When one partner makes more than the other
NEW YORK — It’s a common scenario: One person in a couple brings home a higher salary than the other, causing tension in the relationship.
Money problems are often cited as a leading cause of divorce, and some experts say large differences in pay — no matter who has the bigger paycheck — can exacerbate these conflicts.
“The classic understanding of the power differential in couples is … the person with more money in the relationship has the power,” said Marlin Potash, a psychotherapist who specializes in family and money issues. “The person who earns less can end up feeling their wishes and needs aren’t as important and don’t matter as much.”
“I make more than my man and I think it bothers me more than him,” said Deona Brennan.
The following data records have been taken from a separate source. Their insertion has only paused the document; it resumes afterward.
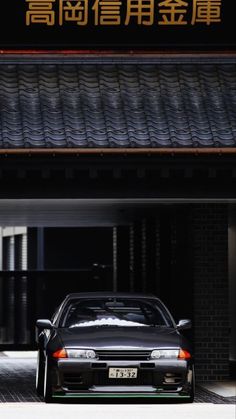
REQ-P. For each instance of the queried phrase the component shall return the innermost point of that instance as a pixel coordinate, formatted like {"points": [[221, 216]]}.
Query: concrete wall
{"points": [[232, 283], [210, 267]]}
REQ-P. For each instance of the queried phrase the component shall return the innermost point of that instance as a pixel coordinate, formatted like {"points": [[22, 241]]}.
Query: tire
{"points": [[39, 384], [192, 390], [47, 389]]}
Brennan, a 30-year-old ultrasound technician in Cape Cod, makes about $10 more per hour than her boyfriend, and said the difference makes planning for the future difficult — especially when it comes to starting a family.
“I am worried that if I decided to have a child with him … of not being able to make ends meet on one salary alone.”
While she plans to continue to work after having children, she wants options. “I am not afraid to work and I want to work, but I don’t want to do all the work.”
She recently chose to vacation with a friend instead of her boyfriend. “I didn’t consider him as a partner to go with because of money. I didn’t want to pay his way or make him feel obligated to pay for his part.”
The number of women out-earning their husbands is rising, thanks to an increase in their education levels.
According to a 2014 report from the White House, 24 percent of married working women earn more than their husbands. That number was 7 percent in 1970.
“Overall, in married households, the fathers still make more, but the lines are converging; they are heading toward each other,” said Kim Parker, director of social trends research at the Pew Research Center.
When women make more than their partners, it can have two different effects on a relationship, explained Olivia Mitchell, an economist and professor at the Wharton School of the University of Pennsylvania.
The first, she said, is the independence effect.
“It could lead to potentially higher divorces if [women] can leave a bad marriage and be financially viable.”
The other is the income effect. When there’s a dual cash flow, there tends to be less money pressures.
“In the old days, if the father lost his job, the family could have floundered,” she said.
Potash works with a young married couple with a pretty significant pay difference: she’s in finance, he’s in academia. They’ve decided to allocate their earnings proportionally to joint budget items like saving for a house or paying rent, and the rest goes into individual accounts.
Younger couples tend to handle pay differences better, Potash added.
Part of that could be because the wage gap has been narrowing among millennial workers. A 2013 study from the Pew Research Center showed that female millennials were making 93 cents for every $1 millennial men earned in 2012.